Ordenado era o quanto um trabalhador contratado ganhava pelo trabalho do mês, num emprego fixo naquele passado pouco distante de 2021. 


Havia rudimentarmente um modesto e incipiente plano de carreira por ali. Conforme se ia aprendendo os segredos da lavoura, do terreiro, da usina de açúcar e álcool, da metalúrgica, da siderúrgica enfim ... com o domínio da técnica vinha o aumento. 


Com o aumento o trabalhador ia galgando seu lugar na fazenda, na empresa e na sociedade.


Talvez seja por isso que nos velhos tempos o mundo do trabalho tinha esse linguajar assim bem mais próximo da sustentabilidade familiar e do posicionamento socioeconômico do trabalhador.


Contemplava, claro, um contentamento descontente, havia um teto meio inescrupuloso em que filhos de ricos tinham mais pernas e fôlegos e filhos de pobres sabiam já é precisavam se contentar com qual  seria seu teto de vida predeterminado pelo ordenado do pai, depois o da mãe e o dele mesmo ou dela.



Ser rico era coisa para o filho do patrão do pai, que, pelo ordenado da família, tinha distância entre um e outro, mesmo quando, porventura brincavam junto.


Ordenado é uma  palavra que me coloca em transe até agora. 


Primeiro,  o prefixo da palavra ordenado é ordem, e ordem remete à organização que, no Brasil, propala-se até na Bandeira Nacional.


Com o ordenado o trabalhador de outrora mensurava sua condição para angariar os proventos da família e colocá-la na ordem do progresso evoluindo através dos filhos e netos. 


Era um mundo em que todos se sentiam contemplados de um jeito ou de outro.

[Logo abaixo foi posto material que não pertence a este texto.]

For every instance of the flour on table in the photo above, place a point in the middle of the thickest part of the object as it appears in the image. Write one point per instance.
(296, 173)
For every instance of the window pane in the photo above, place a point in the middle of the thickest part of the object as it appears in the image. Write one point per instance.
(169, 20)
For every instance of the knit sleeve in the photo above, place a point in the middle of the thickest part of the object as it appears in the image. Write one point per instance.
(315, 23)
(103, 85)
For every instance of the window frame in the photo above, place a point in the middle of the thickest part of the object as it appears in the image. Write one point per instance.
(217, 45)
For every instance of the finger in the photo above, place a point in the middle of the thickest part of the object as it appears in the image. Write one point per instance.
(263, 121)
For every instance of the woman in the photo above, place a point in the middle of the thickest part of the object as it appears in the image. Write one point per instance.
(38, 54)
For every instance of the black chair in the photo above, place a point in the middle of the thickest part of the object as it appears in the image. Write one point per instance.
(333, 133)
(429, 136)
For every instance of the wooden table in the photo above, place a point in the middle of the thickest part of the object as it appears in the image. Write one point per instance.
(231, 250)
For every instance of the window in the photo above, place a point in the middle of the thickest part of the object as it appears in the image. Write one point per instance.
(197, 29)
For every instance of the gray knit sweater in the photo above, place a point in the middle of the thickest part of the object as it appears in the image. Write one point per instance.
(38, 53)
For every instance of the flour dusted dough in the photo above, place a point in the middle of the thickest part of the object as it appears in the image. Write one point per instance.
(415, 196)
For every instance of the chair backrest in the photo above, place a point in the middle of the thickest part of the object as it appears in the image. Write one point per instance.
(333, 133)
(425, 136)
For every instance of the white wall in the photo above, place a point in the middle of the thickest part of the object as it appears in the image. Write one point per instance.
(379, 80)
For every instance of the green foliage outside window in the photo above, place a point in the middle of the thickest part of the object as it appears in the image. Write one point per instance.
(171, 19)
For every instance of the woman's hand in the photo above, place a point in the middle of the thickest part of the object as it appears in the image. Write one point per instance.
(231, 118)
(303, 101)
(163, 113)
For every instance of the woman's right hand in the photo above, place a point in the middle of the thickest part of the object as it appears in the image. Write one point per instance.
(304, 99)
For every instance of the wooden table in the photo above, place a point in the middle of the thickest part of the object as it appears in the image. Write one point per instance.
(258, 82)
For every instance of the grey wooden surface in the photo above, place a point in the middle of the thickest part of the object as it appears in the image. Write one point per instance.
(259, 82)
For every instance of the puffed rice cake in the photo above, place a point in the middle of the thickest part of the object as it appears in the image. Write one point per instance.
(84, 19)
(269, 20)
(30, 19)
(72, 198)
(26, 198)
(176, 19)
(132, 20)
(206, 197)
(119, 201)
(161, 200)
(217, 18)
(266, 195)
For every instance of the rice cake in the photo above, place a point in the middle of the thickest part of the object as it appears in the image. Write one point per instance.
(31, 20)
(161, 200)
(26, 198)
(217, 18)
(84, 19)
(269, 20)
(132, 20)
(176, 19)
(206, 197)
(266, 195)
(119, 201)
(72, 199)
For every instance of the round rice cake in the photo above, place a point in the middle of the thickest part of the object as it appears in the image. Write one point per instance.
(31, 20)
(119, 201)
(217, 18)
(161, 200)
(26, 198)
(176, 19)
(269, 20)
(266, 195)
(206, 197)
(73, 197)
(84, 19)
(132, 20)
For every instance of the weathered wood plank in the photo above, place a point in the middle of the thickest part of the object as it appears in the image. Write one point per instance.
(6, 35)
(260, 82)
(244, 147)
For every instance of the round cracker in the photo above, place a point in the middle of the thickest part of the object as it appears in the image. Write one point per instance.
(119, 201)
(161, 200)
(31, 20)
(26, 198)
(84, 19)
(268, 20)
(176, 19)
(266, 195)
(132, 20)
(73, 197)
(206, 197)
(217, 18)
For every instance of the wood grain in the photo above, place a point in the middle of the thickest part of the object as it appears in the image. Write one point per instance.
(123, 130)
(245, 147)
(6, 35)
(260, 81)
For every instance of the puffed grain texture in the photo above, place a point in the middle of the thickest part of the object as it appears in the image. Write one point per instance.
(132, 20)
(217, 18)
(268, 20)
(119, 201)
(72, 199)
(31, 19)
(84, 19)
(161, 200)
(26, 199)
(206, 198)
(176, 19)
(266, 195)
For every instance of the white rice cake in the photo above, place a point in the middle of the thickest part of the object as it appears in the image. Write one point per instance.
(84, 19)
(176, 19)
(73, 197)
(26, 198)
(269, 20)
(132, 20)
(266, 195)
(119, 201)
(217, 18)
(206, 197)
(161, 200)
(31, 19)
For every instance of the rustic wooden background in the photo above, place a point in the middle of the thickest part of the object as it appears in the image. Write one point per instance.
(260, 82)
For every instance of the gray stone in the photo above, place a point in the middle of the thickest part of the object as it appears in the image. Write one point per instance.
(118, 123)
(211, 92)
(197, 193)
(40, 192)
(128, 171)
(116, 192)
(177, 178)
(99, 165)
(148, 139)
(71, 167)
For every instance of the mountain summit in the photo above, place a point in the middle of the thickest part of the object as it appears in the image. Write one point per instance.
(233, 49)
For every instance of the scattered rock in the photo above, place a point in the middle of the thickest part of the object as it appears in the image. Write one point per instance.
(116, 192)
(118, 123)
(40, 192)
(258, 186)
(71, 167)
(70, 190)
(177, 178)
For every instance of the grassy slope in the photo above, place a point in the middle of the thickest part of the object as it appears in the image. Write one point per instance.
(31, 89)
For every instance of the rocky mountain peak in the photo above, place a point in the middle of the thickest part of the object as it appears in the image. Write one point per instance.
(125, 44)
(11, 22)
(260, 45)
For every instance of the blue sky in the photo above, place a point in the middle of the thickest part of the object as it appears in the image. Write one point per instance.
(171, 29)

Não precisamos lembrar os conflitos que por lá também existiam, mas até isso aproxima-se da possibilidade de ser mais harmoniosamente resolvido.


Havia os sem ordenado  também , os sem trabalho fixo, os diaristas, todos que precisavam achar um lugar na ordem social para chegar em algum lugar pela órbita do progresso.


Hoje a palavra salário substitui  o que magicamente era entendido pela família como ordenado.


Num País de trabalhadores informais, com 14 milhões de desempregados e já milhões vivendo abaixo da linha da miséria, a palavra ordenado ajuda a ver a desordem em que vivemos. 


Sobretudo porque governos e líderes políticos por aqui brigam muito por eles, entre eles, mas o povo está sem ordenado para as contas do fim do mês. 


Fim do mês? Nem fim de semana, fim do primeiro dia de luz, água e gás cortados, panelas vazias e filhos chorando de fome. Desordenado, desempregado e sem esperança. 


Pessimista? Eu? Isso era meu avô com aquele ordenado. Eu sou revoltado!